Bardzo ciekawy wyrok dla Polaków mieszkających na Cyprze wydał Sąd Administracyjny. Ta decyzja nie dotyczy wprawdzie Polaka, ale w przyszłości władze będą się właśnie powoływać na to rozstrzygnięcie sądowe. Warto więc abyście je poznali.
Mieszkaniec Cypru urodzony w Grecji, posiadający obywatelstwo albańskie (jego rodzice byli Albańczykami) został adoptowany przez mieszane małżeństwo cypryjsko – angielskie w 1998 roku gdy miał 8 miesięcy. I od tego czasu mieszka wraz z rodzicami adopcyjnymi na Cyprze. Przybrani rodzice mężczyzny zdecydowali, że mężczyzna nie będzie miał obywatelstwa cypryjskiego, zdecydowali się o wystąpienie dla niego obywatelstwa Wielkiej Brytanii.

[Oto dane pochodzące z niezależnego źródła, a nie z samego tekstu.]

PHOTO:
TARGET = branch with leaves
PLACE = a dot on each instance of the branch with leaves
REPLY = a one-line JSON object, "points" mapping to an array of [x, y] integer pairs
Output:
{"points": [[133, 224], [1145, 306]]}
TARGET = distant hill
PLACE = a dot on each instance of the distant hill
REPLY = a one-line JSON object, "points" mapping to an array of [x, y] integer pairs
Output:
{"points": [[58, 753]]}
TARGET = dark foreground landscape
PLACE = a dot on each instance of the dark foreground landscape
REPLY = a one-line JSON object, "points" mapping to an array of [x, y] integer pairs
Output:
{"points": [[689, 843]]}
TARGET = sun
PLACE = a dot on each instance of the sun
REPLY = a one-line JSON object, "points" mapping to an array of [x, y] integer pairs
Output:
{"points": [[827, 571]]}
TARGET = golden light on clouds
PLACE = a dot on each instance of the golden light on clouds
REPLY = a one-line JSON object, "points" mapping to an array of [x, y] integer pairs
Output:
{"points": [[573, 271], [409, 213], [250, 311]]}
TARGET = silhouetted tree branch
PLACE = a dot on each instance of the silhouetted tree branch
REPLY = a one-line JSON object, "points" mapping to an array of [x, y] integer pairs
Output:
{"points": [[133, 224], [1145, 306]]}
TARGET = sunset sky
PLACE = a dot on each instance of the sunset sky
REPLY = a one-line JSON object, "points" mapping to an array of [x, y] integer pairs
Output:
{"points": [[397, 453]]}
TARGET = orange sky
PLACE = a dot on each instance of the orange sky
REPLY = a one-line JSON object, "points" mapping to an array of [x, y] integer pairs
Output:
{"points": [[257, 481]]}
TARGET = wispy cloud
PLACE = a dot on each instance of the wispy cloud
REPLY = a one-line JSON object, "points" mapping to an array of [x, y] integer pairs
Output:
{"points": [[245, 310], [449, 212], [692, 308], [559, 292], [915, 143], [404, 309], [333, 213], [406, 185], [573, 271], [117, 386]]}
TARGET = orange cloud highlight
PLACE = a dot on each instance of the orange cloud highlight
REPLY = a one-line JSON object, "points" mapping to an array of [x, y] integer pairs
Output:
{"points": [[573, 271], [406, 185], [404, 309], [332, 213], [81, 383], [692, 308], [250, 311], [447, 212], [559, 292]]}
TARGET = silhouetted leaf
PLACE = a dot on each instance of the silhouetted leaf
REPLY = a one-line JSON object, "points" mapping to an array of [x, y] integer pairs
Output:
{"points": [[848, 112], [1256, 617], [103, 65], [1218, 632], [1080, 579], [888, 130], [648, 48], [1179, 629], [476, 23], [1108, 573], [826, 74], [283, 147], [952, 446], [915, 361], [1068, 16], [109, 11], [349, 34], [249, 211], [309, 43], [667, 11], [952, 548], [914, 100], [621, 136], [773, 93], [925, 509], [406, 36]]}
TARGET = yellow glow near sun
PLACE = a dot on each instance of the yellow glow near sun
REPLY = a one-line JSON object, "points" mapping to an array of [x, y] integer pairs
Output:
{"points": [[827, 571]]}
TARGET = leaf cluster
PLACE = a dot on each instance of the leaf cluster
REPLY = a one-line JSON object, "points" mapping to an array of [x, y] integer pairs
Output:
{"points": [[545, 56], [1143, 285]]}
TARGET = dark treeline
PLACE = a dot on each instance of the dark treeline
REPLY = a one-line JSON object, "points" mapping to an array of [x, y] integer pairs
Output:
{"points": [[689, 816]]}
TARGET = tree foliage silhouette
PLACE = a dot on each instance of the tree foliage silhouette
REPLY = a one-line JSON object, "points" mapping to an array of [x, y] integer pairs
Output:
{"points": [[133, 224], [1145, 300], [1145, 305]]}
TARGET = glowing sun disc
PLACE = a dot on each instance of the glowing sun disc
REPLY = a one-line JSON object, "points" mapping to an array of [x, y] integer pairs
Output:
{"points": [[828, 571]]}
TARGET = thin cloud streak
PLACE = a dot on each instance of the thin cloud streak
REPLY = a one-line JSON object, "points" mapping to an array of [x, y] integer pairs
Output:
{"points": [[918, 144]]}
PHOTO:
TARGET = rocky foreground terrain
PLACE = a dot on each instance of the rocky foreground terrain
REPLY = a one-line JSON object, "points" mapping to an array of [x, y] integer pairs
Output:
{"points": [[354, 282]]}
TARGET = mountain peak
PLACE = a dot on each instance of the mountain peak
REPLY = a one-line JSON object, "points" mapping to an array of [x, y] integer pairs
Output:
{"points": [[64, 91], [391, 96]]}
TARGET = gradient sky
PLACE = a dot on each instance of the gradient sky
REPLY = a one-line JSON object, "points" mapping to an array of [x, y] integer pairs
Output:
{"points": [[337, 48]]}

I tak właśnie się stało – aktualnie 20. letni mężczyzna jest obywatelem Zjednoczonego Królestwa Wielkiej Brytanii.
Pomimo tego, że teoretycznie mężczyzna z Cypryjczykami ma wspólne tylko miejsce zamieszkania Ministerstwo Obrony Narodowej zdecydowało się powołać go do odbycia służby wojskowej. Z tą decyzją nie zgodzili się rodzice mężczyzny i odwołali się do sądu.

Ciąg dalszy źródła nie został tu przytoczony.